On peut lui concevoir plusieurs sens dont celui formulé dans la définition susmentionnée, c'est-à-dire, d'une aptitude intelligente qui consiste à "Détourner un objet, un instrument, une idée, une institution, etc., de leur système de référence et de leur finalité propre, pour les intégrer dans un système nouveau et leur donner une finalité nouvelle".
(E. Morin, La Méthode, Tome 3. La connaissance de la connaissance, 1, p. 180)
Un autre sens, comme une qualité intelligente consistant à l'aptitude à "Transformer un assemblage d'éléments pour le doter de propriétés et finalités nouvelles". (Ibidem).
Bricolage, art, stratégie, intelligence sont des notions intercommunicantes.
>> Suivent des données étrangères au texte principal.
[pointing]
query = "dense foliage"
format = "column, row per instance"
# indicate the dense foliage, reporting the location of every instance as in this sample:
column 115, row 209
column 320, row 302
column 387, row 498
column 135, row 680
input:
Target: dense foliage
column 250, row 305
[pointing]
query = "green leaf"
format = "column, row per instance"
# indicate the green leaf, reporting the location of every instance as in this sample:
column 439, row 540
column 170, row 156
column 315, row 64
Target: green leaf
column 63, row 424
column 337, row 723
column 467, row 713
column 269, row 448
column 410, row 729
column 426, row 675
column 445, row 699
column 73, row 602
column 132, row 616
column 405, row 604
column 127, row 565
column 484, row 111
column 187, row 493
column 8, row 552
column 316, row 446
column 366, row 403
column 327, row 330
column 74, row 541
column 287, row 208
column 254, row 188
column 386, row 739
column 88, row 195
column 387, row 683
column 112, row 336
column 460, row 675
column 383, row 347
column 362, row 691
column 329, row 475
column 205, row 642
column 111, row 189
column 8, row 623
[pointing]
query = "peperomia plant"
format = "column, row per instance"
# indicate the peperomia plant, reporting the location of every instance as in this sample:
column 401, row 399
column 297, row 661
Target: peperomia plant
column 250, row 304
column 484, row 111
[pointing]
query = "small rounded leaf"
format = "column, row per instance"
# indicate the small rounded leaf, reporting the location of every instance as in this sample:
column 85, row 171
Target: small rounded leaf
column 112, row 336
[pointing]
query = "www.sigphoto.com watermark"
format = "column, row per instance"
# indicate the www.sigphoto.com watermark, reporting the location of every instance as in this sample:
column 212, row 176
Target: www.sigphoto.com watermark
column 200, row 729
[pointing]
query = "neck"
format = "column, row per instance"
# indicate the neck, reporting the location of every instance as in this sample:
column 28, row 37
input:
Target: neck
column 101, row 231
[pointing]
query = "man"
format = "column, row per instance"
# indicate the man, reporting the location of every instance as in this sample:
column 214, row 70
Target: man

L'organisation vivante est un synchrétisme variable de quatre logiques organisationnelles liées, s'appelant l'une l'autre, se combattant l'une l'autre : une logique centralisatrice / hiérarchique ; une logique polycentrique / polyarchique ; une logique anarchique ; une écologique à la fois excentrique et présente à l'intérieur de toute auto-organisation. Toutes ces logiques sont complémentaires et synergiques. Elles sont concurrentes, et de cette concurrence se dégagent des effets sélectifs du bricolage, qui, selon les circonstances, favorisent la prédominance de l'une d'elles. Elles sont antagonistes, et c'est de cet antagonisme que se dégagent les effets de suractivation, de réactivation de chacune. C'est dire qu' "Il n'y a pas une logique organisationnelle simple de la vie. Il y a au contraire polylogique, c'est-à-dire grand bricolage".
(E. Morin, La Méthode, Tome 2. La vie de la vie, p. 323).
François Jacob met à nu les mécanismes qui gouvernent l'évolution du vivant dans une réflexion très géniale sur la science.